2.2. Le pêcheur

Modeste consommateur de viande, le paysan apprécie le poisson qui lui fournit l’essentiel de sa ration en protéine (la totalité de la part courante et quotidienne - cf. supra pour la consommation de viande de boeuf et de volaille). Delvert (1967, 111) estime que cette ration atteint 30 à 50 kgs par an et par tête. Il oppose à cette forte consommation la faible efficacité de la pêche paysanne, pratiquée dans des lieux peu poissonneux (stung, mares ou rizières) avec des techniques médiocres. Le contexte était beaucoup plus favorable au XIXe siècle lorsque la pêche était moins intensive (cf. infra ch. 5). Si les pêcheurs chams ou vietnamiens exerçaient déjà leur activité un peu partout, la division du travail était loin d’avoir atteint le degré décrit par Delvert. Ainsi Aymonier note-t-il que les habitants de Bati s’engagent parfois « chez des patrons annamites qui les paient en parts de pêche » (1900 t.i, 173) et que, « surtout, (et de même les habitants, hommes et femmes, des provinces environnantes) ils accourent en foule à la pêche des grandes lagunes... » (ibid.). L’importance de cette activité est attestée par le rituel : le chef du village de Pou Andet situé près de la lagune « sacrifie solennellement un taureau en rut sorti de son troupeau : vaches ou boeufs seraient indignes des dieux » (id). La pêche ne dure pas moins de trois mois, au harpon, à la nasse ou au filet et Aymonier relève des pratiques identiques dans tout le Cambodge inondé, où les lagunes

« sont grevées de ce droit traditionnel au profit des populations de la région et non susceptibles par conséquent d’être affermées par les autorités où même d’être exploitées en dehors des conditions et des époques fixées »(id, 174).
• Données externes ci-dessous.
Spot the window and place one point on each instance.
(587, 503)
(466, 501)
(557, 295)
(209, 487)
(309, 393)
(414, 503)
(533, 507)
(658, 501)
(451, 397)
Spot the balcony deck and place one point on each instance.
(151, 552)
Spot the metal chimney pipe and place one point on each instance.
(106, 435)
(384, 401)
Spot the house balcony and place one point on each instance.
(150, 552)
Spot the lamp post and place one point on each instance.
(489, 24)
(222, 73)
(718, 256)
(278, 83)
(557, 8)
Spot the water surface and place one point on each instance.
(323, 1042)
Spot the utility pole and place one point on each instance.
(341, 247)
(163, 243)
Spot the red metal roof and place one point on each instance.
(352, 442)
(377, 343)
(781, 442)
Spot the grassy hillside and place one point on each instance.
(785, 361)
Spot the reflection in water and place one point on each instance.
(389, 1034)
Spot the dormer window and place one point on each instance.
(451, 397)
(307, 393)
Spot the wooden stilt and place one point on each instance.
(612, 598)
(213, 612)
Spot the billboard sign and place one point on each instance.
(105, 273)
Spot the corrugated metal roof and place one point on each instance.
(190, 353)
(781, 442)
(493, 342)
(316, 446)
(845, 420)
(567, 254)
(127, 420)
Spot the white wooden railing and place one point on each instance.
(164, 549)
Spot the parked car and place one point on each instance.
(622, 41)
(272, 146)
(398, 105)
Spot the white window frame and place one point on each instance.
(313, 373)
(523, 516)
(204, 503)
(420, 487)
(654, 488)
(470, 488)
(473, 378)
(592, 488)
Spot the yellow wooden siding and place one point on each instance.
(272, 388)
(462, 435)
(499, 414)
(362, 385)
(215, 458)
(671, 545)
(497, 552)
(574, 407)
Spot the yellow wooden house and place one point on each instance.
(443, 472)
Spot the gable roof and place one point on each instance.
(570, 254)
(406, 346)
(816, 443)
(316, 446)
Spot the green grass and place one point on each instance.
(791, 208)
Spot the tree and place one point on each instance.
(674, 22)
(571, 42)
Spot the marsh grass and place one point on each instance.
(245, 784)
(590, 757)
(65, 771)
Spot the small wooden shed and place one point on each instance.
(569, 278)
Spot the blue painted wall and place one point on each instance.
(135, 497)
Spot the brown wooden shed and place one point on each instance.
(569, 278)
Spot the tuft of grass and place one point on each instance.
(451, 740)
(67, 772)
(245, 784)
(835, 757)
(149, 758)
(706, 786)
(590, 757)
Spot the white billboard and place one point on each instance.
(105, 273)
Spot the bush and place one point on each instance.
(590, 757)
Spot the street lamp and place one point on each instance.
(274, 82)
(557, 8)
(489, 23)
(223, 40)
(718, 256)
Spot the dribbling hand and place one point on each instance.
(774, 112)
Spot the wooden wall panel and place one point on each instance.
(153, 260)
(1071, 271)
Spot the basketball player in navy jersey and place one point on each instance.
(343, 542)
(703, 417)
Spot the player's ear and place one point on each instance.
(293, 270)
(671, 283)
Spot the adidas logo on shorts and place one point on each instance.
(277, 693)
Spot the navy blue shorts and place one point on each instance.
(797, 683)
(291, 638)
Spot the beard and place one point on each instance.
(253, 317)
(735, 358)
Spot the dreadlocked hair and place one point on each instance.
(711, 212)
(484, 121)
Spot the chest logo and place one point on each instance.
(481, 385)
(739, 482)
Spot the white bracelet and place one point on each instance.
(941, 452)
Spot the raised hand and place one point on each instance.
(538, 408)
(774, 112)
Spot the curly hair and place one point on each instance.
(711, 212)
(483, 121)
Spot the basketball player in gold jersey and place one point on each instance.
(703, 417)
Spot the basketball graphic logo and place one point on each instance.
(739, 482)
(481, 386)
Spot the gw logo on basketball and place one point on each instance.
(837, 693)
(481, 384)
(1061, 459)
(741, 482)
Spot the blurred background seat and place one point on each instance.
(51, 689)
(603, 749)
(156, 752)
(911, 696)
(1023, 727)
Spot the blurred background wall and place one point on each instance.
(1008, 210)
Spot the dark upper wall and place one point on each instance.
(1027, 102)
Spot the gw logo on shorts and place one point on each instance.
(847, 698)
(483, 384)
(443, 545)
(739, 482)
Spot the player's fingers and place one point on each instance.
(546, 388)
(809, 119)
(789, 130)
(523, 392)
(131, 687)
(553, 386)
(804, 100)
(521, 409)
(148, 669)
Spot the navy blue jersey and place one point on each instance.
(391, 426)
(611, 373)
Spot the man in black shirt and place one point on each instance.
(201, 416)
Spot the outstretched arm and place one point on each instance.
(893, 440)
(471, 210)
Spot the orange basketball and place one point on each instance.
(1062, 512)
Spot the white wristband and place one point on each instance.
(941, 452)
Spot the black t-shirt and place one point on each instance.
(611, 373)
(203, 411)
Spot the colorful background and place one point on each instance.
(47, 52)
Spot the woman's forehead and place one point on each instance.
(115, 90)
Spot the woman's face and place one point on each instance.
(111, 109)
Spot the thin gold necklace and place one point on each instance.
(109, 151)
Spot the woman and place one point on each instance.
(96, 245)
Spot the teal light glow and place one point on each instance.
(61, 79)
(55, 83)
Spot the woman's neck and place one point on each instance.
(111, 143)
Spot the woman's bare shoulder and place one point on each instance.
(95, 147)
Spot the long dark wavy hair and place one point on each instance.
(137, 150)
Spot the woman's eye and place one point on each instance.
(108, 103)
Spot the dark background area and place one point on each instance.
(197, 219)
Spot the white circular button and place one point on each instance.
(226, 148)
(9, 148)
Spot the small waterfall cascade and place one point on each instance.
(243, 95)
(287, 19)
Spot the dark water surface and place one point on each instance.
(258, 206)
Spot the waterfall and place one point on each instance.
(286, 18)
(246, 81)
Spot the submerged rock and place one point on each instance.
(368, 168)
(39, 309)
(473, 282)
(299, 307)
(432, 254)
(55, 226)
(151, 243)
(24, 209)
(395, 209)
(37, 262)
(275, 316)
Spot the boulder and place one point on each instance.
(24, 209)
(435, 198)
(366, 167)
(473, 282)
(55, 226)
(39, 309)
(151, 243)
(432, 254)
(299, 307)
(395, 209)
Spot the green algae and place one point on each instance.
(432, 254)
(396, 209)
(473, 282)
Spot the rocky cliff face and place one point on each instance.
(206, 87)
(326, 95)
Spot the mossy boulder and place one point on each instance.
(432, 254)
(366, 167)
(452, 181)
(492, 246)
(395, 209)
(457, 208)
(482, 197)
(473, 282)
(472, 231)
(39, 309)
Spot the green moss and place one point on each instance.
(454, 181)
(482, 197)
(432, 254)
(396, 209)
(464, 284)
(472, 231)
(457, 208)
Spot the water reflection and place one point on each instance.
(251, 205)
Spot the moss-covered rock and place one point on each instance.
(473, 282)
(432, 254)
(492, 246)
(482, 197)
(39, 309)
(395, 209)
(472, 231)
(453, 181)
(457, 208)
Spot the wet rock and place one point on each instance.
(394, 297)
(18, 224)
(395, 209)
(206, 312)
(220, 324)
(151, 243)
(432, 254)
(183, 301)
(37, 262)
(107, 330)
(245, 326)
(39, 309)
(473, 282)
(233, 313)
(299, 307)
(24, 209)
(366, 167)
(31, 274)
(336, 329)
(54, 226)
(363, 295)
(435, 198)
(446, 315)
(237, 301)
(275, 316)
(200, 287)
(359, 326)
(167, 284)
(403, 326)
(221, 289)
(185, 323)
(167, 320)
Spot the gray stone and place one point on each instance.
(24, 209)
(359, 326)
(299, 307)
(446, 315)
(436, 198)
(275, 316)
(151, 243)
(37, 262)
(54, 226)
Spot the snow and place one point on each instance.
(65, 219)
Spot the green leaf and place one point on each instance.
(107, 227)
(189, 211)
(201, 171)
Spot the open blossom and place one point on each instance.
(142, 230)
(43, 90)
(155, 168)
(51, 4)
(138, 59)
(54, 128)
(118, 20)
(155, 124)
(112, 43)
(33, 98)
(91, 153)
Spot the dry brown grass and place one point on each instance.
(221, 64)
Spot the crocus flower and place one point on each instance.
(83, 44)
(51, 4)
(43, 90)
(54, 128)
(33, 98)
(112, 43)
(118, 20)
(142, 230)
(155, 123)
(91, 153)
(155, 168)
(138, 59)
De même, la tradition de la pêche au Grand Lac est attestée dans le Nord (Stoung, Chickreng, Kompong Svay) et également au Sud (Pursat, Krang, Krakor, Roléa Pier). De façon générale, la plupart des régions produisent leur poisson, en dehors de Kompong Speu et de Svay Rieng ; mais dans la plupart des cas, l’approvisionnement suppose des déplacements, et souvent de véritables migrations . Il est vrai que le paysan est souvent tenté de les prolonger, car la saison sèche est une période d’inactivité ; de plus, il profite de l’occasion pour satisfaire d’autres besoins les régions basses sont propices au pâturage et lorsque la pêche a lieu dans les bengs d’arrière-berge, il est possible de procéder à des échanges :

‘Volontiers le Cambodgien, grand promeneur, essaie de vendre son paddy ailleurs qu’au village. On retrouve là l’habitude du troc qui se faisait anciennement sur les berges, entre les produits de l’intérieur d’une part, les produits des berges (tabac et soie), les poissons et le sel d’autre part. Le transport a lieu en charrette à bœufs (Y. Henry 1932, 358).’

La quête du poisson est ainsi une activité de première importance dans tout le pays et les produits de la « grande pêche » sont finalement pour une bonne part exportés et non pas vendus sur place. Il est vrai qu’ils ne peuvent descendre le fleuve qu’à une époque tardive (après la montée des eaux), à un moment où le paysan est occupé à ses cultures (labours, ensemencement, parfois repiquage) et ne peut donc se déplacer. Contrairement à ce qu’avance Delvert, il n’existe aucun paradoxe dans l’attitude du paysan qui préfère des moyens artisanaux aux techniques « industrielles » des pêcheurs professionnels vietnamiens ou chams, alors qu’il a de gros besoins à satisfaire : on ne voit pas pourquoi les difficultés de la quête du poisson auraient pu l’inciter à devenir un pêcheur professionnel et abandonner ainsi son mode de vie. Si des motifs religieux l’incitent fortement à préférer le poisson à la viande, il est évident que la possibilité de se procurer celui-là de façon courante est tout aussi décisive pour l’adoption et la perpétuation de ce mode d’alimentation.